Based on my experience, and reflecting on the research, my advice to current undergraduates would be:
  • Try to get as involved as possible in your clinical placements, and work with your clinical teams to try to take on individual responsibility for patient care in a supervised fashion. This will push you out of your comfort zone but make you much more familiar with what being an F1 entails than passive shadowing.
  • Work with allied health colleagues to understand the scope of their roles. This will make you a more effective F1 and allow you to significantly improve patient care. Understanding the scope of the MDT will also give you a perspective on what is a reasonable treatment goal and enable you to start making more complex clinical decisions.
  • Try to attend as many out-of-hours shifts as you can to see the type of decision making that happens at those times. It will be helpful to gain an appreciation for the decision-making processes overnight. 
What this research highlights above all is that being an F1 cannot be taught in a didactic fashion.
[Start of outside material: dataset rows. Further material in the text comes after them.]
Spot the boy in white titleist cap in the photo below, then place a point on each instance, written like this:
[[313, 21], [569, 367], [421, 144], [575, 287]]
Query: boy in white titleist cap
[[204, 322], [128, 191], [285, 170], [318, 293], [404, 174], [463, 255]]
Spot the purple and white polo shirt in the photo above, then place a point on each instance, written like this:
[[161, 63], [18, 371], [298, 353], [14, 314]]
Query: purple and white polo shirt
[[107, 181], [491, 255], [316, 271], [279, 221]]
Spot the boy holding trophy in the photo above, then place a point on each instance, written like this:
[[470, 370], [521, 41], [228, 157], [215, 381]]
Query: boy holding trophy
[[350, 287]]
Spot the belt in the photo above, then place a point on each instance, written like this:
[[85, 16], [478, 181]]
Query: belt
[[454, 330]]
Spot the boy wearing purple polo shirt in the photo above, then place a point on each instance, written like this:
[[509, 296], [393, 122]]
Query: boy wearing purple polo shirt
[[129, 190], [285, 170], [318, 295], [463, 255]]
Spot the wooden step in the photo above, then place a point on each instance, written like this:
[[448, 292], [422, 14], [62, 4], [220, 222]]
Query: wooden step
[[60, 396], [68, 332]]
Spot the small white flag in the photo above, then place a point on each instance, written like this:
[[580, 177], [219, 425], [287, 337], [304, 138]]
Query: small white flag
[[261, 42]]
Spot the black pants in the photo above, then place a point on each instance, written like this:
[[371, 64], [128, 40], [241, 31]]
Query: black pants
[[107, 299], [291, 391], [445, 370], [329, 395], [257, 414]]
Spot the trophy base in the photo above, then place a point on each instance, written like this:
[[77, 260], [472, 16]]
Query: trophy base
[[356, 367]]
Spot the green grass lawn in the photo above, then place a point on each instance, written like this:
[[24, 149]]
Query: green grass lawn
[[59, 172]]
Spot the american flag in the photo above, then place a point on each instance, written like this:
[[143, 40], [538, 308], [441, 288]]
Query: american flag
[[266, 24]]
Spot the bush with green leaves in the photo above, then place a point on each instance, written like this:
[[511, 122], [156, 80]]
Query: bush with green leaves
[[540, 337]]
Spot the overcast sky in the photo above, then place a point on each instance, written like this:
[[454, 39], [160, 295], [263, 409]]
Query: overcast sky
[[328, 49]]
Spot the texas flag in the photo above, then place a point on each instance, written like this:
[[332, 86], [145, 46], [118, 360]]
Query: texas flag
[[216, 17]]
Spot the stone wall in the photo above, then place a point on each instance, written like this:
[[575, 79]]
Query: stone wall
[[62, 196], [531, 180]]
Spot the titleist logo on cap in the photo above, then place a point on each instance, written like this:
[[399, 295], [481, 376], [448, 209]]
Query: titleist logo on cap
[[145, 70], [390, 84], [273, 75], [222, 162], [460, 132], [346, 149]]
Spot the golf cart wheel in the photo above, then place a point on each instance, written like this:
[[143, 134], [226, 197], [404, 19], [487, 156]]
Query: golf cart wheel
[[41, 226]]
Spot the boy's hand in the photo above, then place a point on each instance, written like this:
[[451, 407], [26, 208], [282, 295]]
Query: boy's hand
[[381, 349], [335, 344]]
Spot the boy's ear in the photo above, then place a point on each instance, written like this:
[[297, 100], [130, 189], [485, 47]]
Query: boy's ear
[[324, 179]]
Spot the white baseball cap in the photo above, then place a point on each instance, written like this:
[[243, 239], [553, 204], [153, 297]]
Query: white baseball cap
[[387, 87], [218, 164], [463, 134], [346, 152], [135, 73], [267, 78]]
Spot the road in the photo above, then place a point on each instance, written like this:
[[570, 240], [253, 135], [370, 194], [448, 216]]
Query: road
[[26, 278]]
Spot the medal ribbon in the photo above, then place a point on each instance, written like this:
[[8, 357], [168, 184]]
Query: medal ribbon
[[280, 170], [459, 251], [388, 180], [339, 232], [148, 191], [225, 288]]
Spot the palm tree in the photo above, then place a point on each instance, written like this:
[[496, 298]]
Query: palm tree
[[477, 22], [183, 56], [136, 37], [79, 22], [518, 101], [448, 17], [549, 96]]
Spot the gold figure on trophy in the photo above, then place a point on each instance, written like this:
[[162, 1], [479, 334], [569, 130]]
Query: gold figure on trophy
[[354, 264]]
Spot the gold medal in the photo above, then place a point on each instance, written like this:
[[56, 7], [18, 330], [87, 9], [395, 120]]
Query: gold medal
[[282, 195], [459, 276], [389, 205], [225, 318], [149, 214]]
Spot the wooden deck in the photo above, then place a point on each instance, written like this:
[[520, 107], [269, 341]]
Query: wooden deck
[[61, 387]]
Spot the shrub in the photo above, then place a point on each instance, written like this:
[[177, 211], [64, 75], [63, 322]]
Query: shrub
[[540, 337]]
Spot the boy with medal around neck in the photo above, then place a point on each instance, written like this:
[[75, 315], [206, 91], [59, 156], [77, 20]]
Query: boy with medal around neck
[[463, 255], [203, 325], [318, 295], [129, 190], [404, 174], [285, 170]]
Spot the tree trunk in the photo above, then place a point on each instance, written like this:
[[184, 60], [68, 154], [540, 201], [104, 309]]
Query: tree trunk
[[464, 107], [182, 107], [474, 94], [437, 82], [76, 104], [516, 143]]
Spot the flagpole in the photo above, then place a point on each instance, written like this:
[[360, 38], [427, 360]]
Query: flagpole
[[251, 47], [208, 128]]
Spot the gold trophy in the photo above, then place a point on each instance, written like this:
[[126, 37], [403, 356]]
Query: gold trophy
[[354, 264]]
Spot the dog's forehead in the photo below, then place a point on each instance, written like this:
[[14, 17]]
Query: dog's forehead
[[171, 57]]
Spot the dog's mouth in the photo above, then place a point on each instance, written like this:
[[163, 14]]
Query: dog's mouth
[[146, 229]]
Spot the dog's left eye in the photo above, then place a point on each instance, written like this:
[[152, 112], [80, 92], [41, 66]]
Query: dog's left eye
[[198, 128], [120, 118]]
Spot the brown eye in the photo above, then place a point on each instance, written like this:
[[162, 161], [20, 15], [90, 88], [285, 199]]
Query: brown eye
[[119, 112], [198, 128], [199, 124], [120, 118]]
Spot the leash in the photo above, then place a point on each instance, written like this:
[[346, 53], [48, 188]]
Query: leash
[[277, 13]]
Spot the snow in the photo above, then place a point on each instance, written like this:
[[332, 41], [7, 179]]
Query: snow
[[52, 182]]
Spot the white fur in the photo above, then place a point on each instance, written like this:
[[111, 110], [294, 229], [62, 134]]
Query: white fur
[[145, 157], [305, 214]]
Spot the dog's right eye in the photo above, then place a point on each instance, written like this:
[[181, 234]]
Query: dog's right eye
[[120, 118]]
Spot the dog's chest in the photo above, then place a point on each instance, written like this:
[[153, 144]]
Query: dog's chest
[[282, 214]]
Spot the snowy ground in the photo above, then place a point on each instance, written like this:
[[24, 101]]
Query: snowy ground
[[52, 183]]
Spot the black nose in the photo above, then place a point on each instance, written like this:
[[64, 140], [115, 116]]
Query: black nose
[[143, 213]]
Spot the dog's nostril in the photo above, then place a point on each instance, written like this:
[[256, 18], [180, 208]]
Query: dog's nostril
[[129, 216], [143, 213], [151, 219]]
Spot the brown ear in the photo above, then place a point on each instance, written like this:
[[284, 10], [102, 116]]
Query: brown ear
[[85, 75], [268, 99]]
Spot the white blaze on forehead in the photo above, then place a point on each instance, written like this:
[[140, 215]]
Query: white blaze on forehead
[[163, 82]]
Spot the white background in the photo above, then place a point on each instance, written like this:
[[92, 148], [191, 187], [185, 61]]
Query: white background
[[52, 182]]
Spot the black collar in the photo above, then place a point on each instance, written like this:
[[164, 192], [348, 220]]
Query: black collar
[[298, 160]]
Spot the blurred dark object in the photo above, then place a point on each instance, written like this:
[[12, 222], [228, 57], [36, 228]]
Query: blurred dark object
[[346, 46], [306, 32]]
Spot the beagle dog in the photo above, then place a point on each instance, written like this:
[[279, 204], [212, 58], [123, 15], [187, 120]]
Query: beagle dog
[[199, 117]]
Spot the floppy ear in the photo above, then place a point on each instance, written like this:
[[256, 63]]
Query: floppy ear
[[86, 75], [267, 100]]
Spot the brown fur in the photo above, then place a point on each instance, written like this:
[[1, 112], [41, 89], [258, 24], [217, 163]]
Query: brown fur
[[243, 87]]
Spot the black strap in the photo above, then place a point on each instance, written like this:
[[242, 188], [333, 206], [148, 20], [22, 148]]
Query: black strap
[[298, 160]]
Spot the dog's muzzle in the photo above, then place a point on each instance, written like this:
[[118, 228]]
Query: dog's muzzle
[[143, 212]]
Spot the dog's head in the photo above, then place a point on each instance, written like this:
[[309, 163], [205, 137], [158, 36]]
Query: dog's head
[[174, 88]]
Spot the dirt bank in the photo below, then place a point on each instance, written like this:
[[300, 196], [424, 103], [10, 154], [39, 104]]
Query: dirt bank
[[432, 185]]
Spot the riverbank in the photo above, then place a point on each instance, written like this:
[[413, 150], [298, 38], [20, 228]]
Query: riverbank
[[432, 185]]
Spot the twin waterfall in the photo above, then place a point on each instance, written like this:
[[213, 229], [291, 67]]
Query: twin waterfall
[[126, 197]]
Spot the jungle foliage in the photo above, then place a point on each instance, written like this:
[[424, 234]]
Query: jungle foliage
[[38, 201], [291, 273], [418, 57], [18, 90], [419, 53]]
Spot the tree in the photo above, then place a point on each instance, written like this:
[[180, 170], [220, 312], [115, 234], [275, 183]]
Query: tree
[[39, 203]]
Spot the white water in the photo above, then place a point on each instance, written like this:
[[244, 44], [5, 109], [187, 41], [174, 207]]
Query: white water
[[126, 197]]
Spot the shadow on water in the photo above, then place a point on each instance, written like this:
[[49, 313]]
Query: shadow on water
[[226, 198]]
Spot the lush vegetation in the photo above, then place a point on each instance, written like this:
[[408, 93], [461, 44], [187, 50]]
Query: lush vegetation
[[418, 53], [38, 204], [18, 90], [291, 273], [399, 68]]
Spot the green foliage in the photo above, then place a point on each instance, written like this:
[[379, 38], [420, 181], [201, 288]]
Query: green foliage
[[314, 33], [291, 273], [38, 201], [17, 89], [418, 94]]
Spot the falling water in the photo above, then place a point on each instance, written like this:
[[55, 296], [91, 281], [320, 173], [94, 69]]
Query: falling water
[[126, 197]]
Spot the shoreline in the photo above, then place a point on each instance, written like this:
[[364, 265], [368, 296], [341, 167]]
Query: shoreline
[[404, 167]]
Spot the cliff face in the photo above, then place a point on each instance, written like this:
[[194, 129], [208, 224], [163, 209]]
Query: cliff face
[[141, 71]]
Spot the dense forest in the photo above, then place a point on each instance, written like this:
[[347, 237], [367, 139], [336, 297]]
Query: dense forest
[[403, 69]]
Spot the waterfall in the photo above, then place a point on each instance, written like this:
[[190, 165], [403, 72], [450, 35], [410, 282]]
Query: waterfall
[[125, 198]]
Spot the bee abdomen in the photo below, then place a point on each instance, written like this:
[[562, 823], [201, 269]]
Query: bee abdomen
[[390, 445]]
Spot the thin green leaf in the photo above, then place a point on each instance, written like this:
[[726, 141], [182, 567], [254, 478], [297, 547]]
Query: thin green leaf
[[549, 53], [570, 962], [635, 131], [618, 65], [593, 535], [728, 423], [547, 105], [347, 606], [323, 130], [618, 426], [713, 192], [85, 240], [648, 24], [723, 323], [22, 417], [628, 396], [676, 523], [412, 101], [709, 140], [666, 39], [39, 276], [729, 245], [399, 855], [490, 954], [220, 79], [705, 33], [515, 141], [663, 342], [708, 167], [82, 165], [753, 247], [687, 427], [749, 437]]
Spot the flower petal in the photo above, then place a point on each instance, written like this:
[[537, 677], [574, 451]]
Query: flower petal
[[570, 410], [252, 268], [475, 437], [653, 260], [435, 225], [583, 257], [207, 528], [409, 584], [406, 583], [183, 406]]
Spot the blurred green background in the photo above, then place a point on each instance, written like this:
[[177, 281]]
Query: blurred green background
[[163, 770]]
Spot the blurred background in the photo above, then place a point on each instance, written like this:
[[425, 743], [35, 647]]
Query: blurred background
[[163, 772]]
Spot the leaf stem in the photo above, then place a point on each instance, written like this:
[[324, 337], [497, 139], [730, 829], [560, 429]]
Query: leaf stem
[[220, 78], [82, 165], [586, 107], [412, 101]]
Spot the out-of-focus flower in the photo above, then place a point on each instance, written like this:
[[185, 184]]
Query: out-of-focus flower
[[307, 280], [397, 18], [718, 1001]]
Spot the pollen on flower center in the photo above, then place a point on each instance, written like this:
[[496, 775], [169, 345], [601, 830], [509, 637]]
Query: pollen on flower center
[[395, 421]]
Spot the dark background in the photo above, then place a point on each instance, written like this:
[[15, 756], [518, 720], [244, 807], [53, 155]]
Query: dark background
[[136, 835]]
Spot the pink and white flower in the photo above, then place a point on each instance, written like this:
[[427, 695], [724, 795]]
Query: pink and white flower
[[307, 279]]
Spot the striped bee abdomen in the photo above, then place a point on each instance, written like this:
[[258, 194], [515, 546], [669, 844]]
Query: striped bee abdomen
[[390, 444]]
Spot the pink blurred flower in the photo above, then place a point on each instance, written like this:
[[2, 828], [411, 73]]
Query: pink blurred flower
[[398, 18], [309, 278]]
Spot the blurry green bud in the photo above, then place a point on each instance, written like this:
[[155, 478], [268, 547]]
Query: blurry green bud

I hope it will push more medical schools towards an ‘assistantship’ model of education, like I had at Plymouth, where medical students are able to be much more engaged within clinical teams, and with supervised responsibility within them.
The research, Preparedness of recent medical graduates to meet anticipated healthcare needs, conducted by the University of Plymouth on behalf of the GMC, is available online.
Dr Michael Marsh, Medical Director for NHS England and NHS Improvement South West, added: 
“The experiences Alex describes are balanced and helpful, and it was really interesting to read that junior doctors face similar challenges to the ones I faced 36 years ago when I started as a ‘House Surgeon’, as it was called then. Of course, there is much more support available for our trainees than in my era, and the General Medical Council has done a huge amount of work to support the transition from a student to a professional. 
“Thank you to Alex for sharing his experiences which will hopefully help other junior doctors and those considering a career in medicine.”